Um segundo tema da agenda será, sem dúvida, a definição do contexto das eleições de 2010, em particular a eleição do presidente da República. O PT chegou ao poder largamente beneficiado pelo descompasso entre o político e o econômico, crônica característica da sociedade brasileira. Luiz Inácio se elegeu quando ainda era apenas o início da conjuntura do esvaziamento das possibilidades de reivindicação salarial e de direitos sociais, que marcaram a sua irresistível ascensão, a do PT e a das centrais sindicais, que no devido tempo tiveram grande poder de pressão e sensibilização. Aquele momento singular, remanescente do chamado “milagre brasileiro” da ditadura, gerara novas lideranças, criara as condições de surgimento de um novo sindicalismo e produzira a figura carismática de Lula. Depois disso, as greves já não produziram os resultados de antes, o temor ao desemprego ocupou nas emoções dos trabalhadores a euforia de um sentimento de poder. Mas Lula e o PT já estavam no poder. Ter emprego passou a ser mais importante do que exigir e reivindicar. O eixo dos valores de referência da cultura operária mudou para um centro conservador e prudente.
A perda dessa referência cultural se manifesta na larga proporção de apoio a Luiz Inácio e seu governo nas pesquisas de opinião das últimas semanas. Essa apreciação favorável, que no Nordeste pode ultrapassar 90% das opiniões, não é propriamente opção eleitoral e política. É antes opinião do cidadão desalentado, que teme a mudança que desejara. Isso aconteceu também no pior e mais repressivo momento da ditadura militar, 70% da população satisfeitos com o regime num conformismo suspeito que acabaria explodindo no crescimento eleitoral do então partido de oposição, o MDB.
A incerteza política em relação aos próximos dois anos tem muito a ver com o fato de que o cenário e a cultura que engendraram Lula e o PT já não existem. Ao mesmo tempo, não está claro ainda qual o cenário novo que emerge da circunstância do desgaste desse cenário histórico. Desgaste agravado pelo amplo recuo do PT e de Lula em relação ao seu ideário de origem, pela pobreza das reformas anunciadas, os filhos do misticismo social dos anos 70 e 80 aparentemente conformados com o esvaziamento e a anulação de suas bandeiras. Um novo cenário político está nascendo e não é um cenário de confrontos e radicalizações. É um cenário brando que chamará ao mandato quem tiver clareza quanto à carência de reforma nas reformas pós-ditatoriais.

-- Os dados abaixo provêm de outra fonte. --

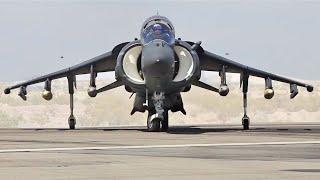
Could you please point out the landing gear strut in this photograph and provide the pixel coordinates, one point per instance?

Nesse novo cenário, os para Lula decisivos movimentos sociais chegam esvaziados, convertidos em instituições subsidiárias do poder e do Estado, agentes de um novo peleguismo na mediação entre as demandas sociais e o governo e na teatral oposição à política social do governo. Se a luta pela terra teve uma função decisiva na criação de uma emoção política culpada na classe média e nas elites, tudo parece indicar que no novo cenário a questão urbana, a urbanização patológica, o desemprego e o subemprego e a qualidade de vida serão os fatores do desenho do novo cenário político em que se moverão partidos e candidatos.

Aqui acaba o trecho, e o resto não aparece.